Polyglutamine core is the primary driver of seeded huntingtin aggregation.

Abstract

Huntington's Disease (HD) is a fatal, neurodegenerative disease caused by an expansion of the polyglutamine (polyQ) domain beyond a critical threshold within the first exon of the huntingtin protein (htt). N-terminal fragments of htt containing the abnormal length polyQ domain results in an accumulation of a complex mixture of proteinaceous aggregates, such as oligomers and fibrils, associated with HD. Htt associates with a variety of lipid membranes in the cell which is facilitated by the flanking sequences surrounding the polyQ domain. This htt-lipid interaction alters the aggregation of htt. The accumulated htt aggregates, both free and lipid bound, are able to spread to neighboring neurons in the effected regions of the brain, induce aggregation, and spread the disease in a phenomenon known as seeding. The role of lipids and flanking sequences was investigated as to their part in the seeding phenomenon. A variety of polyQ peptides with different flanking sequences were produced to investigate the effect of flanking sequences on the seeding efficiency of the polyQ domain.

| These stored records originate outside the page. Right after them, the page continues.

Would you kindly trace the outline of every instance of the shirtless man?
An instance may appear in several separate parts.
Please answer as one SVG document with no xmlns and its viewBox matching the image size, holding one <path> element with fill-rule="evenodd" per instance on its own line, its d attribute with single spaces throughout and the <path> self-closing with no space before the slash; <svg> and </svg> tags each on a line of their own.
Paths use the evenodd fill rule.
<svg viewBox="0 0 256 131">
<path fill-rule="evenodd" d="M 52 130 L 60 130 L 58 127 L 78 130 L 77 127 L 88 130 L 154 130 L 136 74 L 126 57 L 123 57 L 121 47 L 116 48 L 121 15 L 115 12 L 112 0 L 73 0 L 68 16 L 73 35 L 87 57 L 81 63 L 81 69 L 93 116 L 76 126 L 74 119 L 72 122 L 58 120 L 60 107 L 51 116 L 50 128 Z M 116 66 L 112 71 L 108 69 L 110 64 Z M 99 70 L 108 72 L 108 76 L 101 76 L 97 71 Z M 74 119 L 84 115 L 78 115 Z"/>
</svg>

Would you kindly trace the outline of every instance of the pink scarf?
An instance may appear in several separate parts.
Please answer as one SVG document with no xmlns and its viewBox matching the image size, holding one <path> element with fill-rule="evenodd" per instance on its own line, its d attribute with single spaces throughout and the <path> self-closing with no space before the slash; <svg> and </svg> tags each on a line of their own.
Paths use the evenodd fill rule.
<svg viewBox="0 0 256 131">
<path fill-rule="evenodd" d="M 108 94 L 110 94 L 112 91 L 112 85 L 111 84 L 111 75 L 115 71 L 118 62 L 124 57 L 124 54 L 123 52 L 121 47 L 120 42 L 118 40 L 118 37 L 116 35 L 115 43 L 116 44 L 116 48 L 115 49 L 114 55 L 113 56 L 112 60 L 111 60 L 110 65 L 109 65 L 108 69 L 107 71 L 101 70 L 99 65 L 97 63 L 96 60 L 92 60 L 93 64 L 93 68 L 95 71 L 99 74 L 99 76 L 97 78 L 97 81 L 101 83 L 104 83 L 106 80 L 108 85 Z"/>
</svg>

The seeding efficiency of the polyQ domain is unaffected by flanking sequences and dependent only on the presence of the polyQ fibril core to initiate aggregation both in pathogenic and nonpathogenic length htt and is the driving force of seeding, as measured by thioflavin T assay (ThT). Upon introduction of lipids, the polyQ seeds are able to initiate and cause seeded aggregation but are unable to fibrilize lipid-bound htt. Fibril morphology remains unchanged through inspection by ex situ atomic force microscopy. Htt seeds are toxic to C. elegans expressing a nontoxic form of htt whereas the control nematodes, lacking htt expression, remained unaffected.